Conventional wisdom has it that free webcomics are supposed to be leading us to print versions that we’re willing to pay for. In the case of K. Lynn Smith and Plume, it’s worked the other way around for me. I was unaware of Smith’s webcomic until it was announced as a series for the reinvigorated Devil’s Due, but the concept – and the samples I saw of Smith’s art – grabbed me. After reading the two issues out so far, however, I got impatient for more and headed to the web version.

The title of the comic comes from something the main character’s father once told her: “Revenge is like a plume of black smoke. It seems tangible, but when you reach for it, you’re grasping nothing but air.” That – and the story’s opening on the main character’s holding a gun and surrounded by dead bodies – is a huge clue about where the story is headed, but it doesn’t reveal the most interesting part of this supernatural Western. Vesper Grey is the daughter of a treasure-hunting archeologist who’s given her a magic amulet he found. The amulet is attached to the soul of a young man name Corrick, who’s received supernatural powers along with the obligation to protect whomever wears the talisman. No spoilers, but it’s not hard to predict where the revenge element will come in, even though that hasn’t explicitly been revealed by the second issue.

Except for Corrick and some magical artifacts, the world of Plume appears to be the Wild West that readers are familiar with. Smith gives it a touch of magic to help it stand out from other Westerns, but the comic’s real draw is Smith’s skill at creating memorable characters and making readers care about them. She hooked me with humor, often just by way of expressions and body language, and that’s what kept me going through the two, printed issues. There was so much foreshadowing around the revenge plot though that I got anxious waiting to see it start and hit the Internet.

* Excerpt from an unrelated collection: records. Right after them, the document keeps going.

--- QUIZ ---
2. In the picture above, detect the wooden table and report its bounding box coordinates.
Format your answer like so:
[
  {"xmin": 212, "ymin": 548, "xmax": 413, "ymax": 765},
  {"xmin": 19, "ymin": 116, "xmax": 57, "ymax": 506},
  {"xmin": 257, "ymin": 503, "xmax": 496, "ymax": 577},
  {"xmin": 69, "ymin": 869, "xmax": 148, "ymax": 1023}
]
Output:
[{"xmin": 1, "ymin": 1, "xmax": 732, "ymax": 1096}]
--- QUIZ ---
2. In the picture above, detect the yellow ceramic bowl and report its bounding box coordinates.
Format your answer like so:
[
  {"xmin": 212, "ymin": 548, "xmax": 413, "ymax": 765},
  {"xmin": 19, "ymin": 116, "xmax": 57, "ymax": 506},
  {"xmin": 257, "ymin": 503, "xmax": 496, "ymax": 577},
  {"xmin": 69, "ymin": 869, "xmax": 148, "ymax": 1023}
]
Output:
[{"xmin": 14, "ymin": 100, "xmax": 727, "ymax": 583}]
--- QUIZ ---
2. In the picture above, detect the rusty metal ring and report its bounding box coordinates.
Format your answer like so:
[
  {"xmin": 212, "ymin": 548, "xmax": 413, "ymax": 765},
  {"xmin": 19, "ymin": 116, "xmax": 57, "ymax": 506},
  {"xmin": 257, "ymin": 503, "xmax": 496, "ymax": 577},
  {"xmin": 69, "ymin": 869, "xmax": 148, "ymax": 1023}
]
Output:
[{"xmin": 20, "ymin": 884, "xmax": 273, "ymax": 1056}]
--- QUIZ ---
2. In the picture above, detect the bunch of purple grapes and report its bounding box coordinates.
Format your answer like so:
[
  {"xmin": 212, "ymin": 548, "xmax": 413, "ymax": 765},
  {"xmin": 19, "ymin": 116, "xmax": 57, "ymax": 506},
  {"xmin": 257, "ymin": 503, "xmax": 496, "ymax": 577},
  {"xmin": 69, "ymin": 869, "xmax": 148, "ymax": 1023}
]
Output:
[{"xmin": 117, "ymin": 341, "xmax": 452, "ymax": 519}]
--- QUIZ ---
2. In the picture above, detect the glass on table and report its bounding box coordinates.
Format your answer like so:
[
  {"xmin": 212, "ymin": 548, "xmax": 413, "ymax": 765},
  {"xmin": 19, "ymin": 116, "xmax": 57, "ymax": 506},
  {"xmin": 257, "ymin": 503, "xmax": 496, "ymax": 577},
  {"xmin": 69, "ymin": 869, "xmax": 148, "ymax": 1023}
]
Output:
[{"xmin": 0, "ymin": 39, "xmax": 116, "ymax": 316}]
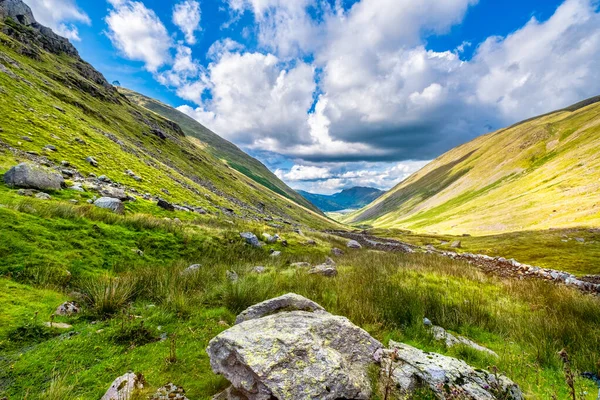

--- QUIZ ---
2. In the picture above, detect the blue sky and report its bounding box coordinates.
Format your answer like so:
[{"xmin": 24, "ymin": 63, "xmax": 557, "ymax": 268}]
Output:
[{"xmin": 26, "ymin": 0, "xmax": 600, "ymax": 194}]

If Smith hooked me in the first two issues with the charm of her drawings and characters, she reeled me in with the third issue and what she’s posted so far from the fourth. It’s not a spoiler to say that Something Awful happens and sends Vesper on a quest for revenge. What compels me to keep reading is the groundwork Smith laid in those first two issues. The next part of the story isn’t completely dark, but it’s bad enough that I can’t quit reading while Vesper’s still there. We may have already been told how ethereal revenge is, but Vesper’s going to have to learn it the hard way; not just from a proverb her dad once told her. I’m afraid for her and the journey she’ll have to go on to learn that, but I find myself committed to taking it with her.

The single-issue format is an odd one for this story. Plume is an adventure comic, but not like any I’ve seen from Devil’s Due in the past. Smith’s work has an emotional component and an affecting look that’s manga-inspired by way of Disney. I wouldn’t have been surprised to see it published in graphic novel form by someone like First Second or Archaia. There’s nothing wrong with releasing it this way from Devil’s Due, it’s just unexpected. But then, so is the comic. In a way, that makes this a perfect publisher and format for it. And though I’ll still be reading ahead online, I’ll also keep buying it in print to show my support. Not just for Plume, but for Smith, from whom I expect many more great things.